Suppose you have a language where identifiers might begin with keywords. For example, suppose "case" is a keyword, but "caser" is a valid identifier. Suppose also that the lexer rules can only handle regular expressions. Then it seems that I can't place keyword rules ahead of the identifier rule in the lexer, because this would parse "caser" as "case" followed by "r". I also can't place keyword lexing rules after the identifier rule, since the identifier rule would match the keywords, and the keyword rules would never trigger.
So, instead, I could make a keyword_or_identifier rule in the lexer, and have the parser determine if a keyword_or_identifier is a keyword or an identifier. Is this what is normally done?
I realize that "use a different lexer that has lookahead" is an answer (kind of), but I'm also interested in how this is done in a traditional DFA-based lexer, since my current lexer seems to work that way.
Most lexers, starting with the original lex, match alternatives as follows:
Use the longest match.
If there are two or more alternatives which tie for the longest match, use the first one in the lexer definition.
This allows the following style:
"case" { return CASE; }
[[:alpha:]][[:alnum:]]* { return ID; }
If the input pattern is caser, then the second alternative will be used because it's the longest match. If the input pattern is case r, then the first alternative will be used because both of them match case, and by rule (2) above, the first one wins.
Although this may seem a bit arbitrary, it's consistent with the DFA approach, mostly. First of all, a DFA doesn't stop the first time it reaches an accepting state. If it did, then patterns like [[:alpha:]][[:alnum:]]* would be useless, because they enter an accepting state on the first character (assuming its alphabetic). Instead, DFA-based lexers continue until there are no possible transitions from the current state, and then they back up until the last accepting state. (See below.)

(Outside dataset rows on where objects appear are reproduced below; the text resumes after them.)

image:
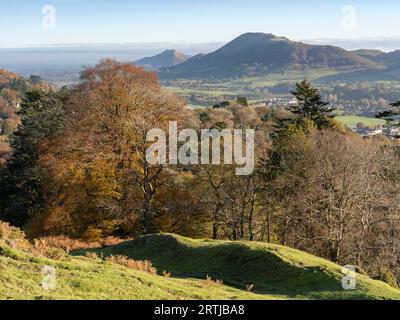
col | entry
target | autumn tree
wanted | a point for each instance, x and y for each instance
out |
(42, 116)
(120, 103)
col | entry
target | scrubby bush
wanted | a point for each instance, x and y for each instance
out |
(13, 237)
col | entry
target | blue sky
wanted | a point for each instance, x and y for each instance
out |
(193, 21)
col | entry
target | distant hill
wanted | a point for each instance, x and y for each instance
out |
(278, 271)
(368, 53)
(389, 59)
(260, 53)
(167, 58)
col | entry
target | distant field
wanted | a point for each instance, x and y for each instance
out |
(188, 91)
(352, 121)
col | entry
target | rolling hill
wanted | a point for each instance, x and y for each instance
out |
(389, 59)
(368, 53)
(167, 58)
(275, 271)
(260, 53)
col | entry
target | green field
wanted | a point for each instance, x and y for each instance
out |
(352, 121)
(274, 272)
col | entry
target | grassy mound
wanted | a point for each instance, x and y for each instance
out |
(79, 278)
(273, 270)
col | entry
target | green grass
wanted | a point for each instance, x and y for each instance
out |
(275, 271)
(352, 121)
(79, 278)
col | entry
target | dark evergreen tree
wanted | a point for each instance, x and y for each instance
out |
(42, 116)
(311, 105)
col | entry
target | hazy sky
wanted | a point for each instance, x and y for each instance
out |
(194, 21)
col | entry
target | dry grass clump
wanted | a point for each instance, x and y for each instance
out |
(68, 244)
(145, 266)
(91, 255)
(209, 282)
(13, 237)
(56, 248)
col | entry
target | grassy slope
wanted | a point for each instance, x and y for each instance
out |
(277, 273)
(352, 121)
(81, 278)
(274, 270)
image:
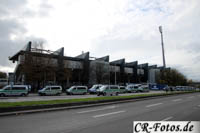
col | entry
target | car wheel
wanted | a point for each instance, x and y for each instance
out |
(23, 94)
(2, 95)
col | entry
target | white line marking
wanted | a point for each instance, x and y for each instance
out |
(112, 113)
(151, 105)
(168, 118)
(87, 111)
(191, 97)
(176, 100)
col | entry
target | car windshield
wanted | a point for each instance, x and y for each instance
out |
(93, 87)
(102, 88)
(71, 88)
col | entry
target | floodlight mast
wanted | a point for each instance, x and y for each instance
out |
(163, 50)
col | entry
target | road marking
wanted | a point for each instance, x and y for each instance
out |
(191, 97)
(87, 111)
(112, 113)
(176, 100)
(151, 105)
(168, 118)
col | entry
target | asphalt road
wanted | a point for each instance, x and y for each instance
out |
(116, 118)
(36, 97)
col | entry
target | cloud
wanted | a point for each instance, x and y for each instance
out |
(13, 30)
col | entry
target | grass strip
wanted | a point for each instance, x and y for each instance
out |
(78, 100)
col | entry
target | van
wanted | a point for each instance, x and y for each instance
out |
(122, 89)
(108, 90)
(137, 88)
(144, 88)
(82, 90)
(94, 88)
(3, 82)
(14, 90)
(50, 90)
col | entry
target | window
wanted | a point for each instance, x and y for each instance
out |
(113, 87)
(47, 89)
(81, 88)
(18, 88)
(135, 87)
(7, 88)
(55, 88)
(122, 88)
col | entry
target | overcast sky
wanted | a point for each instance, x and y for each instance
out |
(119, 28)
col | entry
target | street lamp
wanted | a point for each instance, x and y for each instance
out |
(163, 51)
(115, 75)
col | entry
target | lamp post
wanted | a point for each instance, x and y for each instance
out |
(163, 51)
(115, 75)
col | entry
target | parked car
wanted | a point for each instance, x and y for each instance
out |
(50, 90)
(94, 88)
(144, 88)
(137, 88)
(14, 90)
(77, 90)
(122, 89)
(108, 90)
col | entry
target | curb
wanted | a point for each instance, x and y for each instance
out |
(57, 107)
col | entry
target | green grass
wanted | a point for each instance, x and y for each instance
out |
(63, 101)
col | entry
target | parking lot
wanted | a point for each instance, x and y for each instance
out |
(36, 97)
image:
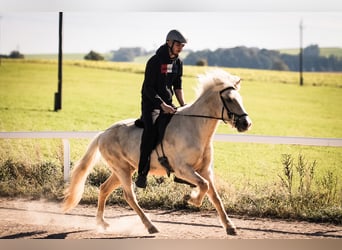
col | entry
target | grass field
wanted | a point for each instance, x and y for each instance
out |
(97, 94)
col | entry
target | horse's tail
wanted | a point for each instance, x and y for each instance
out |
(73, 194)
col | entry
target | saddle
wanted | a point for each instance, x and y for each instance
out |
(161, 124)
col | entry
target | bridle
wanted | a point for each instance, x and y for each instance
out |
(231, 115)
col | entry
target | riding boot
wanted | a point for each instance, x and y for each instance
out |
(141, 181)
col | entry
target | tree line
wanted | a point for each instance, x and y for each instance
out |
(243, 57)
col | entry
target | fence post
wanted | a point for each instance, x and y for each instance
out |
(66, 153)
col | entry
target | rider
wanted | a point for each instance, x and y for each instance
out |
(163, 78)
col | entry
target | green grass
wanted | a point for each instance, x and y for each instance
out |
(97, 94)
(328, 51)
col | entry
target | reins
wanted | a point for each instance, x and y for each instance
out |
(231, 115)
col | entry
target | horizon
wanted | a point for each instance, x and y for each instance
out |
(37, 33)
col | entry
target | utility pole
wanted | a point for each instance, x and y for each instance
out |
(58, 94)
(301, 53)
(0, 39)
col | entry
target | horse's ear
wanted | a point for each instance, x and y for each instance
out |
(237, 83)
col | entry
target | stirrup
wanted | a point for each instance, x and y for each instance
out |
(165, 163)
(181, 181)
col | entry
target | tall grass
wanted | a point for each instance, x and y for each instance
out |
(250, 176)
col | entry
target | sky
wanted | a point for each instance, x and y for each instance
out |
(35, 30)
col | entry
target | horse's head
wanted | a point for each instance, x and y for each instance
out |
(232, 104)
(233, 111)
(228, 86)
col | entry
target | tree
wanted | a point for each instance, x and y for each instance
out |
(92, 55)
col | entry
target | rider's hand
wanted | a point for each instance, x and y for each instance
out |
(167, 108)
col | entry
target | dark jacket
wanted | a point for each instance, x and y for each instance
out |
(162, 76)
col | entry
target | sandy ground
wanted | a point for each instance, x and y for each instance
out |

A given DFA state may be accepting because of two different rules, but that's not a problem either; only the first accepting rule is recorded.
To be fair, this is slightly different from the mathematical model of a DFA, which has a transition for every symbol in every state (although many of them may be transitions to a "sink" state), and which matches a complete input depending on whether or not the automaton is in an accepting state when the last symbol of the input is read. The lexer model is slightly different, but can easily be formalized as well.
The only difficulty in the theoretical model is "back up to the last accepting state". In practice, this is generally done by remembering the state and input position every time an accepting state is reached. This does mean that it may be necessary to rewind the input stream, possibly by an arbitrary amount.
Most languages do not require backup very often, and very few require indefinite backup. Some lexer generators can generate faster code if there are no backup states. (flex will do this if you use -Cf or -CF.)
One common case which leads to indefinite backup is failing to provide an appropriate error return for string literals:
["][^"\n]*["] { return STRING; }
/* ... */
. { return INVALID; }
Here, the first pattern will match a string literal starting with " if there is a matching " on the same line. (I omitted \-escapes for simplicity.) If the string literal is unterminated, the last pattern will match, but the input will need to be rewound to the ". In most cases, it's pointless trying to continue lexical analysis by ignoring an unmatched "; it would make more sense to just ignore the entire remainder of the line. So not only is backing up inefficient, it also is likely to lead to an explosion of false error messages. A better solution might be:
["][^"\n]*["] { return STRING; }
["][^"\n]* { return INVALID_STRING; }
Here, the second alternative can only succeed if the string is unterminated, because if the string is terminated, the first alternative will match one more character. Consequently, it doesn't even matter in which order these alternatives appear, although everyone I know would put them in the same order I did.